Thursday, February 19, 2015

Outtakes: Adoor Gopalakrishnan/ Srikanth Srinivasan

WHO is he?
Malayalam film director, producer, scenarist and film critic who has directed over 30 feature and short-length films since the mid-sixties. Gopalakrishnan has been active in documentary filmmaking as in fictional cinema and was a key pioneer in the film society movement in the country during the 60s. Apart from winning the National Award numerous times, he won the FIPRESCI prize for Mathilukal in 1990 at the Venice Film Festival.
WHAT are his films about?
 
Themes
Gopalakrishnan is perhaps the most academically oriented filmmaker of the country, with his scripts gravitating towards themes well-established in social, political and legal theory. While his films have dealt with ideas as diverse as the infiltration of political consciousness in the life of common folk, the persisting legacy of feudal structures and the fallibility of the system of capital punishment, his pictures have most frequently been associated with the exploration of the status and agency of women in various societal setups.
Style
Gopalakrishnan has a quasi-classicist aesthetic in the way his filmmaking relies on the inherent value of a single shot over the value imparted by the splicing together of multiple shots.

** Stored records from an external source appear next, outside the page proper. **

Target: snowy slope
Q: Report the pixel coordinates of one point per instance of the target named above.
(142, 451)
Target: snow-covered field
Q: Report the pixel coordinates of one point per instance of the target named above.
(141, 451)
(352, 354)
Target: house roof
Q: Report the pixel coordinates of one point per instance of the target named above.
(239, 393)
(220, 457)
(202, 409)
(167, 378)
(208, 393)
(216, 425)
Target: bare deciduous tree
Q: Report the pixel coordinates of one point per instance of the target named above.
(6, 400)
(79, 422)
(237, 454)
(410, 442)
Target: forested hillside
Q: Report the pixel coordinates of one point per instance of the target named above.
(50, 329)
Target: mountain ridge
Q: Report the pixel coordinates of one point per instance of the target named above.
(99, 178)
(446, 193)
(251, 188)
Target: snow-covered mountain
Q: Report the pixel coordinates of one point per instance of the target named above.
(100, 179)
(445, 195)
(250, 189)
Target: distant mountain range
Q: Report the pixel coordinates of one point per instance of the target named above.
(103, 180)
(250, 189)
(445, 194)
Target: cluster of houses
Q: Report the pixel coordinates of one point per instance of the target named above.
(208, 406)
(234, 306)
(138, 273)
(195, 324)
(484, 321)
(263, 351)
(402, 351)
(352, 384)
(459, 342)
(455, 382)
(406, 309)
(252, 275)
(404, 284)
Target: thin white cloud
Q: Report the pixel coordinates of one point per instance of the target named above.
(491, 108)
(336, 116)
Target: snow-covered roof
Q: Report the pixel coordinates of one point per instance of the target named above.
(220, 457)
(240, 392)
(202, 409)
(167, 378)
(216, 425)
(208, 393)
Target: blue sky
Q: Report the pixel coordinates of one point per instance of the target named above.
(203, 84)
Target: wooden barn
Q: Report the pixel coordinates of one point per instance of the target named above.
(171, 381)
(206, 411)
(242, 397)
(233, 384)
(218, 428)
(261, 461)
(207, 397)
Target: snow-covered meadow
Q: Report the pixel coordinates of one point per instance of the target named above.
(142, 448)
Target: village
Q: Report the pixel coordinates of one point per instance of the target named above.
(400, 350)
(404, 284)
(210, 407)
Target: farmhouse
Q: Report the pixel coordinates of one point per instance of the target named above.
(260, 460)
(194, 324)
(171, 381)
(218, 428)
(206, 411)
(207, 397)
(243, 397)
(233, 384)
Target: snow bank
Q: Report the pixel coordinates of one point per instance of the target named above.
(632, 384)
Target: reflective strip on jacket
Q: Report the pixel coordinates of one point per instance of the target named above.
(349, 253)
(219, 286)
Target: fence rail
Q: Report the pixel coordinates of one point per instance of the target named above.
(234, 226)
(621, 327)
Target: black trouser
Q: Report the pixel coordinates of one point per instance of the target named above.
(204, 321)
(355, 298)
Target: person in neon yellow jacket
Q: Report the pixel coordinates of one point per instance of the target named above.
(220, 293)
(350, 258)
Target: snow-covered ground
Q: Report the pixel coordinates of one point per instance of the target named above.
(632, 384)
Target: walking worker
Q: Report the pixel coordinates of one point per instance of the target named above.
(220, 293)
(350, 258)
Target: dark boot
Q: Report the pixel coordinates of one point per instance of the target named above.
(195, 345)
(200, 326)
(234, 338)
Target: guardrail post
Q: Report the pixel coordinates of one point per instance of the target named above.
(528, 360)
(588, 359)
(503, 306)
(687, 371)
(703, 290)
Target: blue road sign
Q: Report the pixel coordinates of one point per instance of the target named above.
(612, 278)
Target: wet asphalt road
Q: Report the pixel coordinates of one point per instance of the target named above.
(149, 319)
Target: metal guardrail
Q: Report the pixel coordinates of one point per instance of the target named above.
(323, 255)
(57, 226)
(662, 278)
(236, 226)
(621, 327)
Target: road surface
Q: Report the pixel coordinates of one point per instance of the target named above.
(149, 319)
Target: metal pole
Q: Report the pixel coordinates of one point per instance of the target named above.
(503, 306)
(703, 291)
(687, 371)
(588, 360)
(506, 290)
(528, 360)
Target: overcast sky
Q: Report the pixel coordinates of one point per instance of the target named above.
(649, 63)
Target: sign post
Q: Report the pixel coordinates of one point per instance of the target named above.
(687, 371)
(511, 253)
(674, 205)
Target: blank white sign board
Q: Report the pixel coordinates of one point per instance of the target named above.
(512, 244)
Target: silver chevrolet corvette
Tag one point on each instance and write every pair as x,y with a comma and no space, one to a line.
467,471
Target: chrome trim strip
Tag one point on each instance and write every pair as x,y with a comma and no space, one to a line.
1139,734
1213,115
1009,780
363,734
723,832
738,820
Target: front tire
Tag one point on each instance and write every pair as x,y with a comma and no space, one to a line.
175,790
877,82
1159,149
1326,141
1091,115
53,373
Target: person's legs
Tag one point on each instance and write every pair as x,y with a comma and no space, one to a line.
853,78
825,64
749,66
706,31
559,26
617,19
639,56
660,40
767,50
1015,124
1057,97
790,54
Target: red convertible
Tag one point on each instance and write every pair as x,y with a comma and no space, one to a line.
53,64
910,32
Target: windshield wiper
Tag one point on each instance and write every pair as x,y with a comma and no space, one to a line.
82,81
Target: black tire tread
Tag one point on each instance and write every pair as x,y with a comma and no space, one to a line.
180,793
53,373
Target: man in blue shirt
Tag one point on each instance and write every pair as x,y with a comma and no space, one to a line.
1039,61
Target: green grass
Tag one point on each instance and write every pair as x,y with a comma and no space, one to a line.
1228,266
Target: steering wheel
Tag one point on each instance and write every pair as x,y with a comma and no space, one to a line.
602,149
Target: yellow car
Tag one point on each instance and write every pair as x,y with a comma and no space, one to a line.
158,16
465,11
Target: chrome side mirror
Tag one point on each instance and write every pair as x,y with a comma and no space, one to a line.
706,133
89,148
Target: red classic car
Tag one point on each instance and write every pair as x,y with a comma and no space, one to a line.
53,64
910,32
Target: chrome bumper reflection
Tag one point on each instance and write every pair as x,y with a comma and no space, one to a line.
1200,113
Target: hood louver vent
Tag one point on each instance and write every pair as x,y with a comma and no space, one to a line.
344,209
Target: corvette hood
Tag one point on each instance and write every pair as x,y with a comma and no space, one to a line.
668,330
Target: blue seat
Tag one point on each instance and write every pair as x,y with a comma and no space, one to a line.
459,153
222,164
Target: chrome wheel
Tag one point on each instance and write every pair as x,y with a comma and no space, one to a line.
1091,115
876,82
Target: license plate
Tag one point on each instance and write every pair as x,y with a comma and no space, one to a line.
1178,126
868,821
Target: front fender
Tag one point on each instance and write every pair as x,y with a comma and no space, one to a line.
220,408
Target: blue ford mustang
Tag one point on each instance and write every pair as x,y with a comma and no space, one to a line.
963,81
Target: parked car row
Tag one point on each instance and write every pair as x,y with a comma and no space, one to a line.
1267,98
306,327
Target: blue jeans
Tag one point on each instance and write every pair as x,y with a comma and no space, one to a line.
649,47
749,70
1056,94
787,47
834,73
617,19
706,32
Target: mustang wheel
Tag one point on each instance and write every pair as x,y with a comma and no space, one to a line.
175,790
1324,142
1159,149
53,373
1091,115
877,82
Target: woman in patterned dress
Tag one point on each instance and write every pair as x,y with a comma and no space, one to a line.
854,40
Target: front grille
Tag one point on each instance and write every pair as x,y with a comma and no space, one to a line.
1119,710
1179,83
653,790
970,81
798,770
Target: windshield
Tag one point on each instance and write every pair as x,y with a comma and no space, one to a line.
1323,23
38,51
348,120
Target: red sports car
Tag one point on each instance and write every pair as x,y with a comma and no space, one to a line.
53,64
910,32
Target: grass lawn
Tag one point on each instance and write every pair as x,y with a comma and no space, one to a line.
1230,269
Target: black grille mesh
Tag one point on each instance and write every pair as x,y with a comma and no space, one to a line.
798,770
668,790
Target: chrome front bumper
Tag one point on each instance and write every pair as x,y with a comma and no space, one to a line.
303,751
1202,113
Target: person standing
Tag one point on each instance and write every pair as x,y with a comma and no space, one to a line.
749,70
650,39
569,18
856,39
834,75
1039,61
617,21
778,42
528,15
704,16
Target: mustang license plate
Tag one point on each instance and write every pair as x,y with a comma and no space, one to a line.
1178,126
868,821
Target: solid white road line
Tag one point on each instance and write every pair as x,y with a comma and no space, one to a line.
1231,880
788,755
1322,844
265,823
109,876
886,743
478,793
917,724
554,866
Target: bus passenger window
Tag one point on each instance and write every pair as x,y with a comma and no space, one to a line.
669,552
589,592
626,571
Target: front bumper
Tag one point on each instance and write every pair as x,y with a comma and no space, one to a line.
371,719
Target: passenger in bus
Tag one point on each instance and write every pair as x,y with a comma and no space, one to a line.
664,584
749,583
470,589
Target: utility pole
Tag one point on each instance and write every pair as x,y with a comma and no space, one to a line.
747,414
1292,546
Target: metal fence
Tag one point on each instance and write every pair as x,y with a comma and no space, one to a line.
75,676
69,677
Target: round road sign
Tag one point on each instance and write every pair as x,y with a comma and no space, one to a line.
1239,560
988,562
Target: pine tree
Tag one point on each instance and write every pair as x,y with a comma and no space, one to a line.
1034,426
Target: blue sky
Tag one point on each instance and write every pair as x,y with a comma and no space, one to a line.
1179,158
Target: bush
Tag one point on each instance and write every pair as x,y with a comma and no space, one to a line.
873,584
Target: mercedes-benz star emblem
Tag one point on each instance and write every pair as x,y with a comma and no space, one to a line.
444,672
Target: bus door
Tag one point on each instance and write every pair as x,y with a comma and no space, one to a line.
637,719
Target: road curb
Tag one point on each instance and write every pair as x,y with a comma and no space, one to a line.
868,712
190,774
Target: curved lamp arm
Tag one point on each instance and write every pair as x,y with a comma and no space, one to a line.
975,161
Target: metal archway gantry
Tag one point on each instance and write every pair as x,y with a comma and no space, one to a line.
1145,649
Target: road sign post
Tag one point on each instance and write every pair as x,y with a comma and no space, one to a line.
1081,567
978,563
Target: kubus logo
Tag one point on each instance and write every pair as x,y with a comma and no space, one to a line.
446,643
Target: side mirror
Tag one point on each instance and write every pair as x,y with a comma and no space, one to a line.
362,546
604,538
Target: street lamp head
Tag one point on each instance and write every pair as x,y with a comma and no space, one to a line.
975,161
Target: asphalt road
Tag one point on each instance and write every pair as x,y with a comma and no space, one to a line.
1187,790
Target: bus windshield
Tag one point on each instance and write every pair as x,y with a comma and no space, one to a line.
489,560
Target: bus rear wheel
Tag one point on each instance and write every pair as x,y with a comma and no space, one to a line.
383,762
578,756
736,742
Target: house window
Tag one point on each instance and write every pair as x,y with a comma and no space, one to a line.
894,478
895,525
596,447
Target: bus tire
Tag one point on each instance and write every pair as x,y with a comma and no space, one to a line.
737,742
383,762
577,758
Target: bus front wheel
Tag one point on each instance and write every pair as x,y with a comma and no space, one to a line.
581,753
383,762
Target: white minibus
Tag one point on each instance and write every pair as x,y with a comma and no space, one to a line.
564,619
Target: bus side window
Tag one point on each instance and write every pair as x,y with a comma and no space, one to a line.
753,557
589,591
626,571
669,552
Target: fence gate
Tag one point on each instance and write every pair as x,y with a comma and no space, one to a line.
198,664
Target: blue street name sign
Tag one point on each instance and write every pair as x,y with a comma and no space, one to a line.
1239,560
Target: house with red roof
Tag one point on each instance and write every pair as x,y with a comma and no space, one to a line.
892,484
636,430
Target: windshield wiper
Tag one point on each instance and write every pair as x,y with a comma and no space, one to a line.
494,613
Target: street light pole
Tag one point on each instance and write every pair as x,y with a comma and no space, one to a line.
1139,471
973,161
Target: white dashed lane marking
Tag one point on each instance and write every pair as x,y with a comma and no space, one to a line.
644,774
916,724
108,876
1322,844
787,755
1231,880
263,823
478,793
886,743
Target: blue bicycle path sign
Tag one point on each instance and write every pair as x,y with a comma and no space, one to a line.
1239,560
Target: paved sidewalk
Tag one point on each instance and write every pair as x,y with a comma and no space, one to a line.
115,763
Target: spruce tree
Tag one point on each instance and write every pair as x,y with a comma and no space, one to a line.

The camera is always mounted, even when it is moving. Close-ups and deep-space compositions are characteristic of these films, as are their unsettling musical score, use of architecture and stylised performances. Symmetry is preferred and actors are directed in a way that handles space judiciously. Costumes and colour are important parameters that reflect character traits as much as the character-driven scenarios of Gopalakrishnan’s films.
WHY is he of interest?
Gopalakrishnan is among the most important artists of the Parallel Cinema movement in India, which set itself apart from the commercially oriented mainstream films with their serious-minded and socially oriented quality. His fictional work has come to represent for many viewers the face of Indian arthouse filmmaking, and his influence on later day “middle-path” Malayalam cinema can not be understated.
WHERE to discover him?
Vidheyan (1993) is arguably Gopalakrishnan’s finest and most rewarding film. Centring on the oppressive relationship between a despotic landowner (Mammooty) and his cowardly serf (Gopakumar), the film examines the Hegelian dialectic between master and slave, in which the two are able to identify themselves only through their rapport with the other. The film is also a reflection on the similar dialectic between the ideas of home and exile.